Renia’s head was throbbing. On the floor, a pile of hair that had been yanked from her scalp. The interrogation had been going on for three hours. It was four in the morning.
They made her scrub the floors.
Renia looked around for a way to escape, any opening. But the doors and windows were covered in metal lattices. She was guarded by an armed gendarme.
At seven, the gendarmes began their workday. Renia was thrown into a narrow cell. She’d never been locked up before. Would she be shot? What inhumane torture awaited her? Her thoughts began to spiral downward. She envied those who had fallen, wishing they’d just shoot her now, end her suffering.
In her exhaustion, Renia nodded off for a second while sitting on the floor. She was awoken by the turn of a key. Two gendarmes, one old, one young, entered the cell, then took her to the main hall for further investigation. The young one smiled at her. Wait a minute: she knew him! He used to check her passport at the border. Whenever she carried contraband items from Warsaw to B?dzin, she’d ask him to hold her bag during the inspection, explaining that it contained food and she didn’t want the border patrol to confiscate it.

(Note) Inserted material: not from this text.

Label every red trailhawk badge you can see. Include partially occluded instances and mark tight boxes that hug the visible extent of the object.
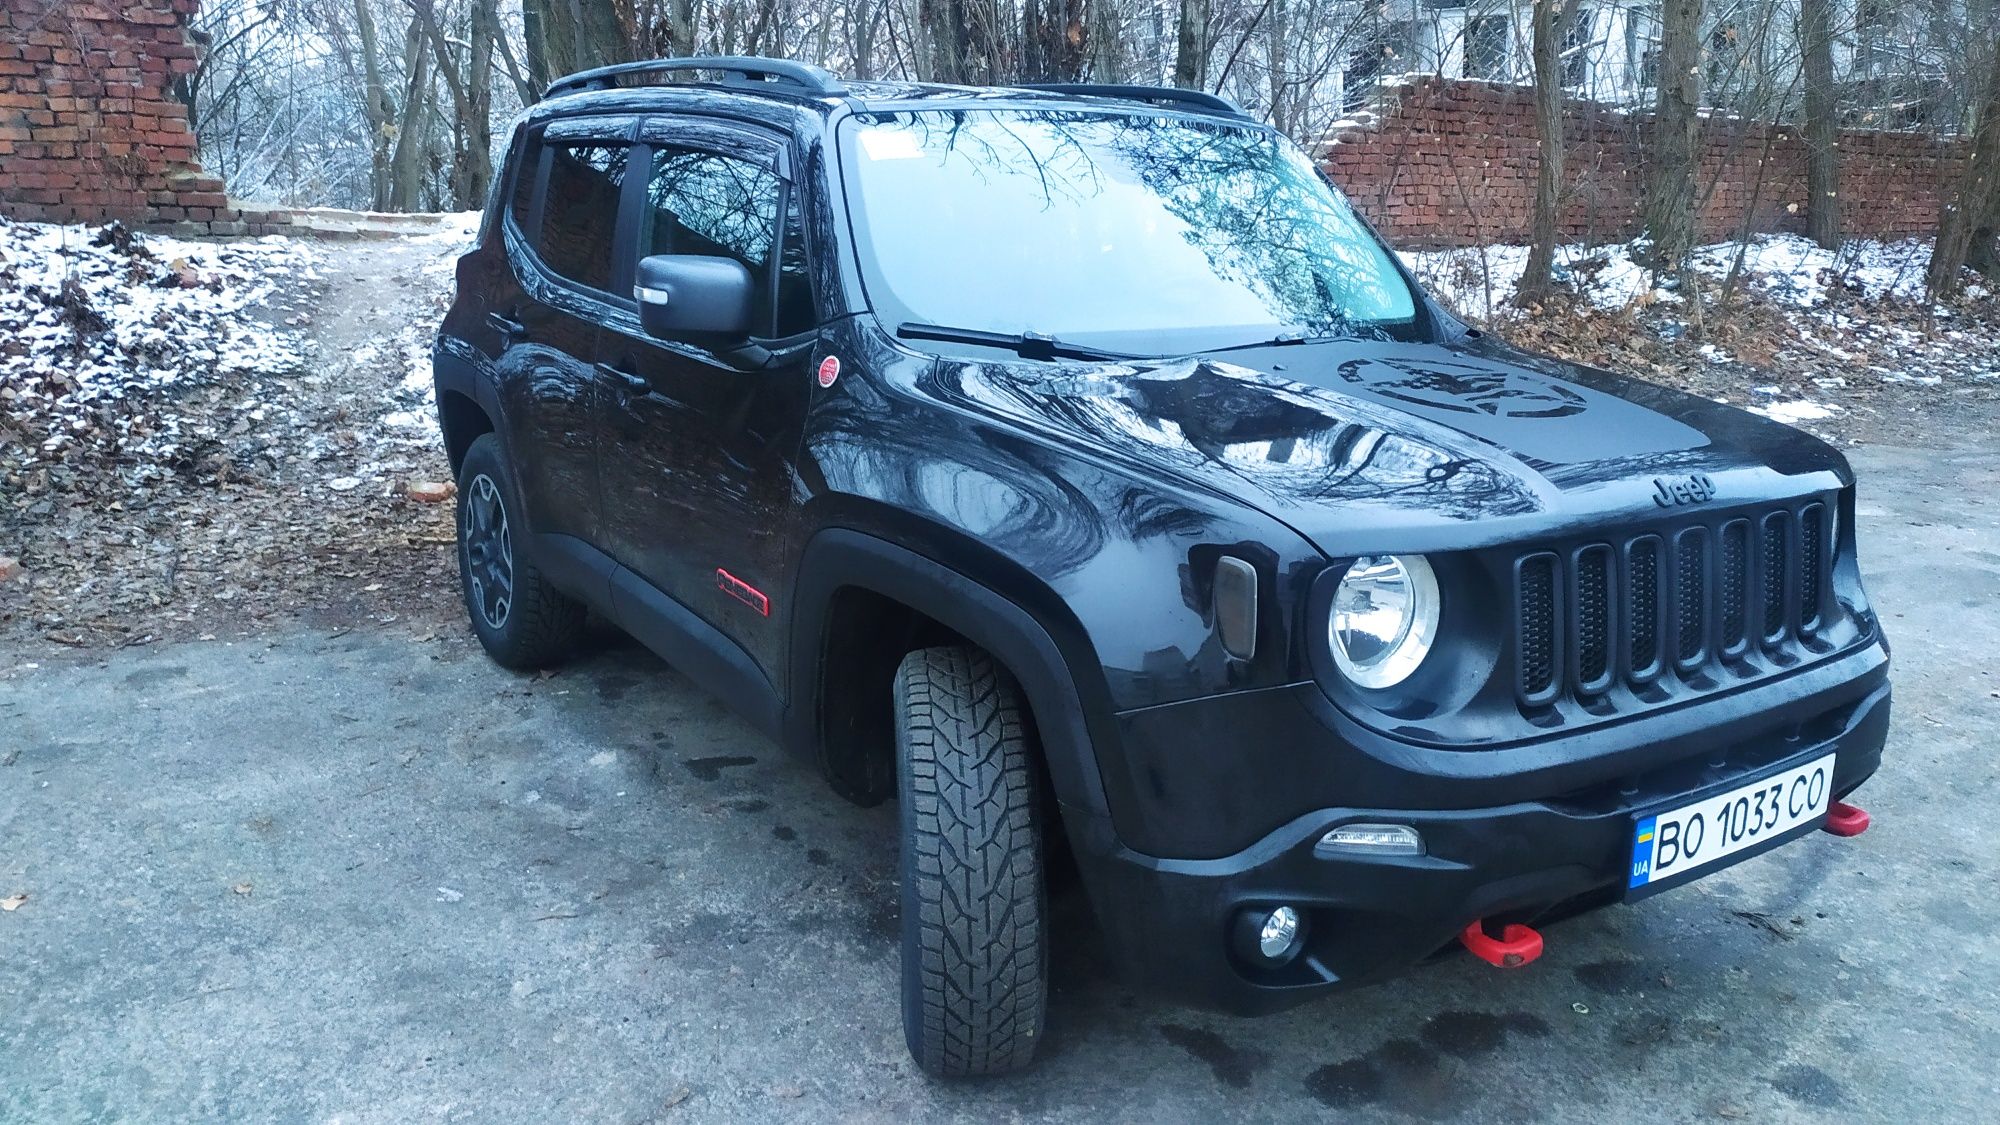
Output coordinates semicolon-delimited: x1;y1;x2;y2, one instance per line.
817;356;841;388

Now it was his shift at the jail. What wonderful luck! He patted her head and told her not to worry. “No harm will be done to you. Chin up, you’ll be out in no time.” He took Renia back to her cell, locked her in.
If he had any idea I was a Jew, Renia thought, he wouldn’t be so nice.
She could hear the guards arguing in the main hall. The young gendarme kept his word. “No, we can’t assume she’s Jewish,” he said. “She crossed the border with me many times. Just last week, I inspected her papers en route from Warsaw to B?dzin. We should release her right away.”
But the older, stricter officer—the one who’d beaten her the night before—was not having it. “You didn’t know that her papers are fake,” he said. “Now we know that Warsaw papers with this stamp are frauds.” Wild laughter. “This is her last ride. In a few hours, she’ll sing like a canary and tell us everything. We’ve had plenty of songbirds like her.”
Every few minutes, the gendarmes opened her cell door to see what she was doing. They laughed mockingly. Renia wanted so badly to retaliate, to taunt them for their smugness. She did not stay silent. “Does this make you happy?” she jabbed. “To hurt an innocent woman?” Silently, they shut the door.
At ten o’clock, the door opened wide. Ilza was there. The gendarmes led them both to the main hall, handcuffed them, and told them to take all their belongings. Renia’s watch, jewelry and other valuables were put into the bag of a Gestapo officer who now accompanied them back to the train station.
As they left, the young gendarme looked at Renia sympathetically, as if to let her know he’d tried to help but was unsuccessful because her crime was too severe.
The train arrived. The passengers stared as the Gestapo man shoved them into a special car and locked it. A prisoners car. Through the small window, a ray of light tried to comfort them, provide a momentary reprieve from the bleak thoughts about the hours to come.
The Gestapo man kept warning them of the terrible things that lay ahead. “We’ll find out everything at the Gestapo office in Katowice,” he said. He slapped their faces and didn’t allow them to sit the entire way.
When they disembarked, a crowd of passengers followed them, wondering why these two young women had been arrested.
The girls were tied together. The handcuffs were tight, cutting Renia’s skin. Ilza was pale, shaking. Renia felt sorry for her. She was so young, just seventeen. Renia whispered to her, “Do not to confess that you are Jewish, ever. And do not say a word about me.”
The Gestapo man kicked her. “Move faster.”
After thirty minutes of walking, bound, they reached a narrow street and a large, four-storey building decorated with German flags and swastikas. The Gestapo office took up the entire edifice.